Using basename() is not locale safe
OnkelTem - July 4, 2008 - 05:50
| Project: | Drupal |
| Version: | 7.x-dev |
| Component: | file system |
| Category: | bug report |
| Priority: | normal |
| Assigned: | drewish |
| Status: | needs work |
Description
Hi,
I'm using D5 and got much troubles yesterday with uploading files with non-latin characters in file names: all of them had been stripping. This behaviour reproduces on both my Debian Etch servers with PHP5 (but not with PHP4).
After investigations I found, that standard PHP functions basename() is in charge for stripping. The comments on php.net conforms this, basename() is not safe:
http://php.net/manual/en/function.basename.php
Passing UTF-8 string like 'Тест.txt' to basename() results to 'txt', cutting off filename.

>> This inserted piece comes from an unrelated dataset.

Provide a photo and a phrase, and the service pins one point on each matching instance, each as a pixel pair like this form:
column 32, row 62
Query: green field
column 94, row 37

Looks like there are no appropriate solutions or workarounds and basename() simply should be replaced with alternative.

#1
UPD.
basename() is locale dependent.
For example, this works, no stripping:
setlocale(LC_ALL, 'ru_RU.UTF-8');
$file->filename = trim(basename($_FILES["files"]["name"][$source]), '.');
This doesn't:
setlocale(LC_ALL, 'C');
$file->filename = trim(basename($_FILES["files"]["name"][$source]), '.');
#2
chx ( http://drupal.org/user/9446 ) has created a replacement for basename() called drupal_basename().
Code is:
function drupal_basename($path,$prefix = '') {
$path = preg_replace('|^.+[\\/]|', '', $path);
if ($prefix) {
$path = preg_replace('|'. preg_quote($prefix) .'$|', '', $path);
}
return $path;
}
Function goes to file.inc (is it good)?
My first patch. Replaced all occurences of basename() in 'includes' and standard 'modules' dirs.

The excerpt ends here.